5. En troisième lieu, aux termes de l’article L. 432-13 du code de l’entrée et du séjour des étrangers et du droit d’asile: «Dans chaque département est instituée une commission du titre de séjour qui est saisie pour avis par l’autorité administrative :/1° Lorsqu’elle envisage de refuser de délivrer ou de renouveler la carte de séjour temporaire prévue aux articles L. 423-1, L. 423-7, L. 423-13, L. 423-14, L. 423-15, L. 423-21, L. 423-22, L. 423-23, L. 425-9 ou L. 426-5 à un étranger qui en remplit effectivement les conditions de délivrance ;/2° Lorsqu’elle envisage de refuser de délivrer la carte de résident prévue aux articles L. 423-11, L. 423-12, L. 424-1, L. 424-3, L. 424-13, L. 424-21, L. 425-3, L. 426-1, L. 426-2, L. 426-3, L. 426-6, L. 426-7 ou L. 426-10 à un étranger qui en remplit effectivement les conditions de délivrance ;/3° Lorsqu’elle envisage de retirer le titre de séjour dans le cas prévu à l’article L. 423-19 ;/4° Dans le cas prévu à l’article L. 435-1 ;/5° Lorsqu’elle envisage de refuser le renouvellement ou de retirer une carte de séjour pluriannuelle ou une carte de résident dans le cas prévu à l’article L. 412-10. ». Il résulte de ces dispositions que le préfet est tenu de saisir la commission du cas des seuls étrangers qui remplissent effectivement les conditions prévues aux articles cités par le 1° et le 2° de cet article L. 432-13 et auxquels il envisage de refuser le titre de séjour sollicité, et non du cas de tous les étrangers qui se prévalent de ces dispositions. Pour les motifs précédemment indiqués, Mme B… ne remplissait pas les conditions prévues par ces dispositions et sa situation n’implique pas la délivrance d’un titre de séjour sur le fondement de l’article L. 423-23 du code de l’entrée et du séjour des étrangers et du droit d’asile. Ainsi, le préfet n’était pas tenu de soumettre sa demande de titre de séjour à la commission du titre de séjour avant de la rejeter. Le moyen tiré du vice de procédure ne peut, dès lors, qu’être écarté.

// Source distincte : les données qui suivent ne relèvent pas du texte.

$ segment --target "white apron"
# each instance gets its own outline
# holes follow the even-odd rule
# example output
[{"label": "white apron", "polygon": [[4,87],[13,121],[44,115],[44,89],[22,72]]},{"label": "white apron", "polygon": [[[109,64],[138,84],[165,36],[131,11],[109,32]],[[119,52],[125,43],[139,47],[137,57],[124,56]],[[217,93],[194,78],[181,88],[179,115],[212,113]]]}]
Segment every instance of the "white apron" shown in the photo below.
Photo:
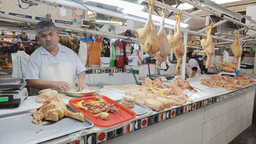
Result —
[{"label": "white apron", "polygon": [[75,87],[76,81],[72,64],[67,60],[64,53],[61,54],[64,62],[52,64],[49,64],[47,55],[44,55],[46,64],[41,65],[43,80],[65,82],[68,83],[70,88]]},{"label": "white apron", "polygon": [[[193,70],[192,70],[192,68],[188,66],[186,64],[186,70],[187,71],[187,74],[188,74],[188,76],[189,78],[190,78],[191,77],[191,75],[192,75],[192,72],[193,72]],[[194,76],[194,77],[197,77],[198,76],[200,76],[202,75],[200,73],[198,72],[198,71],[196,72],[196,74]]]}]

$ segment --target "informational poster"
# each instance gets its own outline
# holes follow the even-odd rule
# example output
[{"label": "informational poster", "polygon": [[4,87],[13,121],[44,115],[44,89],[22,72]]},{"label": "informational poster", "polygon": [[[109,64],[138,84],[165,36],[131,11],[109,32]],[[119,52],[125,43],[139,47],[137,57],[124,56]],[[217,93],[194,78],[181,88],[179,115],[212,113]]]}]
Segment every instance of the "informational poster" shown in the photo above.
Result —
[{"label": "informational poster", "polygon": [[[64,5],[60,6],[62,8],[60,10],[60,7],[47,5],[40,1],[38,5],[29,6],[29,4],[20,0],[20,4],[23,8],[22,8],[19,6],[18,3],[18,0],[0,0],[0,13],[37,20],[46,19],[47,16],[50,17],[53,22],[80,27],[82,10]],[[60,13],[63,9],[65,14],[61,14]]]}]

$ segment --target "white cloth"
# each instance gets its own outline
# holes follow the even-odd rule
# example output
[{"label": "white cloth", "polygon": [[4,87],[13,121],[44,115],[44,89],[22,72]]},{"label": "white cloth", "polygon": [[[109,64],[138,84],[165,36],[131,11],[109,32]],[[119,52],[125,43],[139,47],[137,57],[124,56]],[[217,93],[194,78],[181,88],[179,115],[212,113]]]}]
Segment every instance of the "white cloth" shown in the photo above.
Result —
[{"label": "white cloth", "polygon": [[62,53],[61,55],[64,62],[51,64],[49,64],[47,55],[44,55],[46,64],[42,65],[43,80],[65,82],[68,83],[70,87],[75,87],[76,81],[72,63],[67,61],[66,54]]},{"label": "white cloth", "polygon": [[86,70],[84,66],[76,54],[71,49],[58,44],[59,51],[57,55],[54,57],[49,52],[41,46],[31,54],[26,69],[25,80],[42,80],[42,65],[47,64],[45,56],[47,55],[49,64],[64,62],[61,54],[64,53],[66,56],[67,60],[71,62],[73,67],[74,76]]},{"label": "white cloth", "polygon": [[189,60],[188,61],[188,66],[189,68],[191,68],[191,69],[192,69],[192,68],[193,68],[193,67],[197,67],[197,70],[196,70],[196,72],[201,73],[201,70],[200,69],[200,67],[199,67],[198,63],[195,59],[194,58],[190,58],[190,60]]},{"label": "white cloth", "polygon": [[12,54],[12,78],[25,77],[26,68],[29,59],[29,55],[24,51],[18,51]]},{"label": "white cloth", "polygon": [[78,58],[82,61],[82,63],[85,66],[87,58],[87,51],[88,44],[85,43],[81,42],[79,44],[79,50],[78,50]]}]

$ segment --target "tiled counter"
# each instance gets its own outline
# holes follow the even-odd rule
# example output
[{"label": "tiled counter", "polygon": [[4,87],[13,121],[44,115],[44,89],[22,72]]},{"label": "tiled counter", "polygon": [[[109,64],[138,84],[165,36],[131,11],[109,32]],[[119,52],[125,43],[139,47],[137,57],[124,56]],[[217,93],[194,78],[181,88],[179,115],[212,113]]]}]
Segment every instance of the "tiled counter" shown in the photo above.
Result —
[{"label": "tiled counter", "polygon": [[[130,123],[111,130],[81,133],[75,137],[80,140],[71,143],[228,144],[251,124],[255,91],[255,85],[234,91],[223,92],[221,95],[199,90],[191,96],[192,102],[137,116]],[[112,91],[100,94],[114,100],[122,95]],[[24,103],[26,106],[21,105],[16,109],[2,109],[0,112],[6,113],[38,107],[41,104],[35,102],[34,98],[29,98]],[[71,136],[79,133],[43,143],[69,143],[74,140],[70,139]]]}]

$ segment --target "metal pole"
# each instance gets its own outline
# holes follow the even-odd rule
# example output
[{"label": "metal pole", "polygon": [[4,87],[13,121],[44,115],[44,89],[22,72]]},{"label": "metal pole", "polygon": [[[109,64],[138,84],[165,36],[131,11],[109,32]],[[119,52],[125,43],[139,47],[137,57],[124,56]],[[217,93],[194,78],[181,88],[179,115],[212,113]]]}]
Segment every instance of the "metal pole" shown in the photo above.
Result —
[{"label": "metal pole", "polygon": [[[240,46],[242,51],[243,51],[243,46],[242,44]],[[238,58],[238,62],[237,63],[237,68],[236,68],[236,74],[240,74],[240,64],[241,63],[241,56]]]},{"label": "metal pole", "polygon": [[185,79],[185,73],[186,72],[186,56],[187,53],[187,40],[188,40],[188,32],[185,32],[183,33],[183,44],[184,44],[184,54],[182,57],[182,64],[181,76],[183,79]]}]

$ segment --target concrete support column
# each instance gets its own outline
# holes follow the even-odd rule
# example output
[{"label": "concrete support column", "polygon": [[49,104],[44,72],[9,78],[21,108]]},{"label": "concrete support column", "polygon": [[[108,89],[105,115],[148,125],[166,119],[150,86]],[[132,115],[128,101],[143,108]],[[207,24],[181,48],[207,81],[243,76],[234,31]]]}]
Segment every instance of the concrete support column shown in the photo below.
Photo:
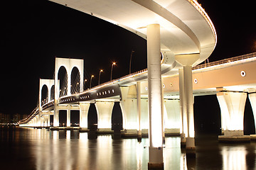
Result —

6. Enfin, il résulte de ce qui a été dit ci-dessus que la décision de refus de titre de séjour n’est pas entachée d’illégalité. Par suite, Mme B… ne saurait se prévaloir, par voie d’exception, de l’illégalité de cette décision pour demander l’annulation de la décision l’obligeant à quitter le territoire français.
7. Il résulte de tout ce qui précède que la requête de Mme B… est manifestement dépourvue de fondement. Il y a lieu, par suite, de la rejeter en toutes ses conclusions, y compris celles aux fins d’injonction sous astreinte et celles tendant à l’application des dispositions des articles 37 de la loi du 10 juillet 1991 et L. 761-1 du code de justice administrative.
ORDONNE :
Article 1er : La requête de Mme B… est rejetée.
Article 2 : La présente ordonnance sera notifiée à Mme A… B…, au ministre de l’intérieur et à Me Gommeaux.
Copie en sera transmise, pour information, au préfet du Nord.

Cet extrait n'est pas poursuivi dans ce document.